TAPAKTUAN (MA) — Tindakan premanisme yang terjadi saat acara Diaspora Forum Tanah Air (FTA) di Hotel Grand Kemang, Jakarta Selatan, pada Sabtu (28/9), mendapat kecaman dari berbagai pihak. Kepolisian Republik Indonesia untuk segera mengusut dan memproses secara hukum insiden memalukan tersebut.
Sebagaimana, informasi beredar luas di Tanah Air baik melalui media online dan kanal YouTube, aksi premanisme sekelompok orang yang disinyalir massa bayaran, bermaksud membubarkan acara ilmiah FTA. Di forum akademik ini hadir tokoh-tokoh nasional yang selama ini kritis terhadap kebijakan Presiden RI Joko Widodo.
Sebut saja, Din Syamsuddin, Refli Harum, Said Didu dan lain-lain.
Tindakan premanisme itu, terjadi di hadapan beberapa anggota kepolisian RI.
Kecaman dan desakan agar pihak kepolisian mengusut tuntas aksi preman itu dari IPW dan kelompok masyarakat cinta demokrasi.
“Tanpa harus menunggu laporan dari masyarakat atau penyelenggara karena di lokasi kejadian ada aparat kepolisian,” kata Ketua Indonesia Police Watch (IPW) Sugeng Teguh Santoso.

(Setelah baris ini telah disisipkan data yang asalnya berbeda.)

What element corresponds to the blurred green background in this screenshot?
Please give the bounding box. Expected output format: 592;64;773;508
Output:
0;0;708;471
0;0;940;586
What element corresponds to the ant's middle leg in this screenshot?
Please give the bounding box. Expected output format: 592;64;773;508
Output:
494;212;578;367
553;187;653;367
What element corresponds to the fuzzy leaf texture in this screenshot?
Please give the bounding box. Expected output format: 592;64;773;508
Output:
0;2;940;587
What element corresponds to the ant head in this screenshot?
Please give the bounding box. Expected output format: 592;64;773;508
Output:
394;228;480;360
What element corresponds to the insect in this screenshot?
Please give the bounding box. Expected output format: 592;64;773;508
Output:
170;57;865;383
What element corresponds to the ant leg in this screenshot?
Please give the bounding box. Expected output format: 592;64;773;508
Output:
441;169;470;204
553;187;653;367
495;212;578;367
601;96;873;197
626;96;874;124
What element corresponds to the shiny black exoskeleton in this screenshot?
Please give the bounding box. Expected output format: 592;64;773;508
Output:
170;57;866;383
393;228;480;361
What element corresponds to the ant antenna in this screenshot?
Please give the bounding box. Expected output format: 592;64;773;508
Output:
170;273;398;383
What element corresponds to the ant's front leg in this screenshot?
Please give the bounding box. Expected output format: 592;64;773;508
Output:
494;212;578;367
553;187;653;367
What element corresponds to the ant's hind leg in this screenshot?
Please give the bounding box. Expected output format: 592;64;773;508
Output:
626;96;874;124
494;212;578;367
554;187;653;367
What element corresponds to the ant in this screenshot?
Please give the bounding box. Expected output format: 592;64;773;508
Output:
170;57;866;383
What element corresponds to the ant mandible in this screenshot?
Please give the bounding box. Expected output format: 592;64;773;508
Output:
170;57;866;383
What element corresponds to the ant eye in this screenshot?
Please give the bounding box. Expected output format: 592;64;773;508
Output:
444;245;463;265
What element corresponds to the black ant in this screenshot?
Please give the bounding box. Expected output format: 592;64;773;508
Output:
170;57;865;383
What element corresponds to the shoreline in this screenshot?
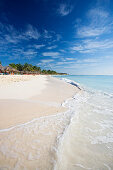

Menurutnya, anggota polisi yang berada di lokasi tersebut, bisa langsung membuat laporan polisi. Tanpa harus ada pihak yang mengadu.
Sugeng berharap, jangan sampai, kalau peristiwa itu tidak diproses secara hukum, maka publik beranggapan polisi terkesan melakukan pembiaran terhadap tindakan pidana dilakukan sekelompok preman, berujung pada penilaian buruk terhadap institusi Polri.